Für den Neffen und seine Familie gibt es noch gar keinen Bescheid. Bislang sei vom Bundesamt nur eine Prüfung seines Asylverfahrens angekündigt worden, erklärt der Anwalt. „Es ist rechtlich außerordentlich kompliziert“, sagt Manfred Weidmann über das Verfahren. Das Urteil vom Verwaltungsgericht wird nach der Verhandlung am Donnerstag in rund zwei Wochen veröffentlicht. Es ist aber nur ein Zwischenentscheid und bedeutet noch lange nicht, dass die Familie zusammen in Sindelfingen bleiben kann. „Wir bedanken uns bei der Bundesrepublik Deutschland und dem deutschen Volk“, sagt Khalid Mansour dennoch, „sie haben uns sehr gut und so menschlich empfangen.“ Seine größte Sorge ist, dass er und seine Frau von den Kindern getrennt werden könnten.

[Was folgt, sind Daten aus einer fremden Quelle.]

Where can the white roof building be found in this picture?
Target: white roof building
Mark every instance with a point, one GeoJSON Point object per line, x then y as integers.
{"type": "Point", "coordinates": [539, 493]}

„Es ist eine tragische Geschichte“, findet Ingrid Lambart vom Freundeskreis Asyl. Die Familie gebe sich viel Mühe, sich in Deutschland zu integrieren. Der fünfjährige Abdullah besucht den Kindergarten, sein neun Jahre alter Bruder Ahmed hat schon von der Vorbereitungsklasse in die zweite Klasse der Eichholzschule gewechselt. Auch Ahmed (13), Sarah (15) und Ibrahim (17) sprechen gut Deutsch und ihre Ersatzmutter Fatima Hamza versucht ebenfalls, sich die Sprache anzueignen. „Es ergibt doch keinen Sinn, sie wieder nach Bulgarien zurückzuschicken“, sagt Ingrid Lambart vor dem Verfahren am Verwaltungsgericht.